I am not defending the mother or anything she may have done. Augusten was abused, and she was the abuser. He was surrounded by abusers and in fact became one himself. However, writing about it, poking fun at it, doesn't make it less hideous. It certainly doesn't make it bearable or okay. I guess what I feel everyone else is missing is that while Augusten portrays himself as a victim; he also portrays himself as a smart player in what goes on around him. Survival instinct? For sure. Do I blame him? Of course not! It's just not something I would want to tell the world about - there is no revelation, no epiphany, no absolution or enlightenment for anyone in the story, including Augusten ... and so I don't find his story amazing, or very funny, which is what the critics seem to be saying about it.

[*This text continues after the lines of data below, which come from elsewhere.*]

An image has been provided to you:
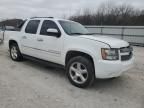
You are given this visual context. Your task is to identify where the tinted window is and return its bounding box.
[40,20,60,36]
[59,21,89,35]
[25,20,40,34]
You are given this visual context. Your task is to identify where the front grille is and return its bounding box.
[120,46,133,61]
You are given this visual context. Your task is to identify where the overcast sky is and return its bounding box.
[0,0,144,18]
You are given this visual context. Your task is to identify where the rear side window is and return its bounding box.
[40,20,60,36]
[25,20,40,34]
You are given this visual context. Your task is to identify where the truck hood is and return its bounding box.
[80,35,129,48]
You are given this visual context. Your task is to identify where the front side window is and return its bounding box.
[25,20,40,34]
[59,20,89,35]
[40,20,60,36]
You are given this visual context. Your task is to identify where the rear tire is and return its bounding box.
[10,43,23,61]
[66,56,95,88]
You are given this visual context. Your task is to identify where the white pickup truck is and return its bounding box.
[4,17,134,88]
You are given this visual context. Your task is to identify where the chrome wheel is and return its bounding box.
[69,62,88,84]
[11,46,18,59]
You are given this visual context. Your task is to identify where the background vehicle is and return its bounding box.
[4,17,133,87]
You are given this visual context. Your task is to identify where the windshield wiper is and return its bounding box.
[83,33,95,35]
[70,33,84,35]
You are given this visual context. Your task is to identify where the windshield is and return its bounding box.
[59,20,89,35]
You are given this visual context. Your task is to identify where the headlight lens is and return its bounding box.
[101,48,119,60]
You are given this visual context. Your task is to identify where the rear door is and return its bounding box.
[21,20,40,57]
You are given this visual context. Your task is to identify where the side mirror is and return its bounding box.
[47,29,59,33]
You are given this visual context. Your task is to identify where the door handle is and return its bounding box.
[22,36,27,39]
[37,38,43,42]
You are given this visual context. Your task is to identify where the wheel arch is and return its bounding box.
[65,50,95,68]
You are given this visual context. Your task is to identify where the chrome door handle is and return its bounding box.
[37,38,43,42]
[22,36,27,39]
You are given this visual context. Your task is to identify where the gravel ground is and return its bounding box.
[0,45,144,108]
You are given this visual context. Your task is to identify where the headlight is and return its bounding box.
[101,48,119,60]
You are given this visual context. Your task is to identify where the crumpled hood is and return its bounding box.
[80,35,129,48]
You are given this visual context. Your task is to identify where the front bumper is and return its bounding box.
[95,57,134,79]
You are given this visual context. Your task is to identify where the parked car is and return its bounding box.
[4,17,134,88]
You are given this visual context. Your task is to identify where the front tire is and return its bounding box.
[10,43,23,61]
[66,56,95,88]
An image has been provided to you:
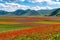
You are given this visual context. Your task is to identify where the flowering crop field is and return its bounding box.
[0,17,60,40]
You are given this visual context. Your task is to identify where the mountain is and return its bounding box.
[49,8,60,16]
[0,8,60,16]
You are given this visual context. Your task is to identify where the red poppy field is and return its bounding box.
[0,17,60,40]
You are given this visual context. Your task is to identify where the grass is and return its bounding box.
[0,24,32,33]
[5,33,60,40]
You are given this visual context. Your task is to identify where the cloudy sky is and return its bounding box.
[0,0,60,11]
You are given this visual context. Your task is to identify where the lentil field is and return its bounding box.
[0,17,60,40]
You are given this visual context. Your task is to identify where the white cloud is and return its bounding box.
[0,3,30,12]
[27,0,60,5]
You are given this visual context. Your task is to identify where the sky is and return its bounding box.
[0,0,60,12]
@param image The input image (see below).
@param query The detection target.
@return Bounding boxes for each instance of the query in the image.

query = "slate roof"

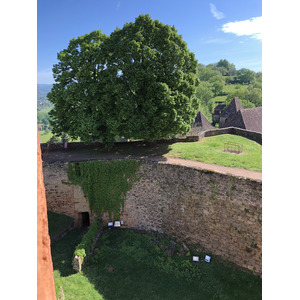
[220,97,244,118]
[190,111,215,135]
[214,103,226,114]
[223,107,262,133]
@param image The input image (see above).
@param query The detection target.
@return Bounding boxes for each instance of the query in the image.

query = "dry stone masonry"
[44,161,262,274]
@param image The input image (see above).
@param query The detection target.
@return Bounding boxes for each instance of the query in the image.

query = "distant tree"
[47,135,60,144]
[48,15,199,145]
[236,68,256,84]
[196,81,214,105]
[197,65,222,81]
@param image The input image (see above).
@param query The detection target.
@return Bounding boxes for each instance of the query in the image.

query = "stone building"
[188,111,215,135]
[212,101,226,123]
[219,97,244,128]
[223,107,262,133]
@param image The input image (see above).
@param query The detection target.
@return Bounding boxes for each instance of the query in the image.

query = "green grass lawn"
[52,229,261,300]
[164,134,262,172]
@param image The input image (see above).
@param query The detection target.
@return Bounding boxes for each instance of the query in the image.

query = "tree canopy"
[48,15,200,145]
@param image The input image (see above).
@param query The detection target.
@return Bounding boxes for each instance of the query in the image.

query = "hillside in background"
[37,59,262,143]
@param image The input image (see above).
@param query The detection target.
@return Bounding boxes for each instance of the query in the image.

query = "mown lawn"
[74,134,262,172]
[164,134,262,172]
[47,211,73,237]
[50,217,261,300]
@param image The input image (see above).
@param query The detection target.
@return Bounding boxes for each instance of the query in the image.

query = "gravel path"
[43,151,262,180]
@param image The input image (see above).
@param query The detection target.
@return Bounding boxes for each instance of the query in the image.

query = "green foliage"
[68,160,141,219]
[37,84,53,111]
[236,68,256,84]
[196,59,262,121]
[74,220,101,262]
[48,15,199,146]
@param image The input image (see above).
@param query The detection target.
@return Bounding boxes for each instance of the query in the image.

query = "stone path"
[43,151,262,180]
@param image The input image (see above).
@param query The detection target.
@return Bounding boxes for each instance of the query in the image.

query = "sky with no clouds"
[37,0,262,83]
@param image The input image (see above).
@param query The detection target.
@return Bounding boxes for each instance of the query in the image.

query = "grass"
[52,225,261,300]
[47,211,72,237]
[164,134,262,172]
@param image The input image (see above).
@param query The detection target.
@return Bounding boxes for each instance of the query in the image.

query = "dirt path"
[43,151,262,180]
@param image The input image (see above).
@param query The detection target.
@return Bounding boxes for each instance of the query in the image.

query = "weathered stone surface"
[37,131,56,300]
[44,162,262,274]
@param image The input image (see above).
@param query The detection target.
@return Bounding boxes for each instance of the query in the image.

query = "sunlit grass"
[164,134,262,171]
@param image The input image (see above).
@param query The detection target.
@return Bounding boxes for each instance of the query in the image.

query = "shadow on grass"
[44,141,174,163]
[51,228,87,277]
[79,230,261,300]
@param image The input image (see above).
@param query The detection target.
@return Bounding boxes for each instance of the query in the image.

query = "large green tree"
[48,31,111,143]
[48,15,199,145]
[100,15,199,141]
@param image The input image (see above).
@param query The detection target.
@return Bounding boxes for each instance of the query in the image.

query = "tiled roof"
[223,107,262,133]
[221,97,244,118]
[190,111,215,135]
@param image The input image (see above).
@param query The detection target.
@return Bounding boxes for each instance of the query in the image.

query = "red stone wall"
[37,130,56,300]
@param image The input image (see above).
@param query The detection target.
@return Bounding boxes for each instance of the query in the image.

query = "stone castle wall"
[44,162,262,274]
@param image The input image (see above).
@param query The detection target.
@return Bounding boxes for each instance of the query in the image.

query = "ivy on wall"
[68,160,141,220]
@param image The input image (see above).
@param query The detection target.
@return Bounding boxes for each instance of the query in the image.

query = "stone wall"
[37,129,56,300]
[44,162,262,274]
[43,163,94,226]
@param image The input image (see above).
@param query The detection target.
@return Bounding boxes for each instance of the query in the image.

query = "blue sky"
[37,0,262,83]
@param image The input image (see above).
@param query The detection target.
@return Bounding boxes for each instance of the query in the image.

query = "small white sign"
[115,221,121,227]
[204,255,211,262]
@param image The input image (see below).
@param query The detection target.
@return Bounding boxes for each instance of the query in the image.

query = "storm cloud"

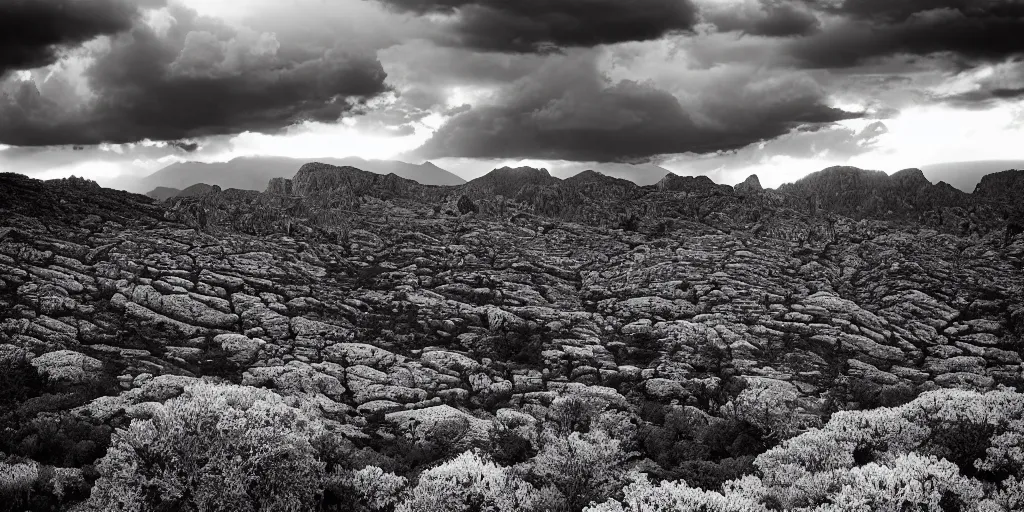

I wouldn't buy it, and I won't reread it. However I might read the next installment, about Augusten's foray into alcoholism, if only to see if he ever gets real in it. I guess maybe that's what I was looking for - for Augusten's reality, not a caricaturization of what happened to him.

Rating: 4 stars
Summary: Growing up is not easy
Review: Many of us think our family is strange; however Burroughs trumps most of our claims easily in his memories of growing up. The cast of characters he presents here could fill several books by many other authors, and refreshingly the author is not necessarily the sanest of them all. The book begins with Burroughs as a compulsive clean freak with obsessions about hair and clothes that help insulate him from the world around. Yet as he's thrown into the mix with Dr. Finch and his family, the walls come down and he begins to embrace, if not thrive on the chaos around him. The book is told not in a "oh pity me for what I went through" voice - rather it's more of a story over beer showing how messed up the world can be. As noted by other reviews, he sometimes does go into "Too Much Information" land, but it's not so much lurid details as just more facts to support the craziness around. This is a story of a young man who is far from perfect, but who works with what life gave him, and comes out of it strong. A very enjoyable and fascinating look into the adolescence of one man.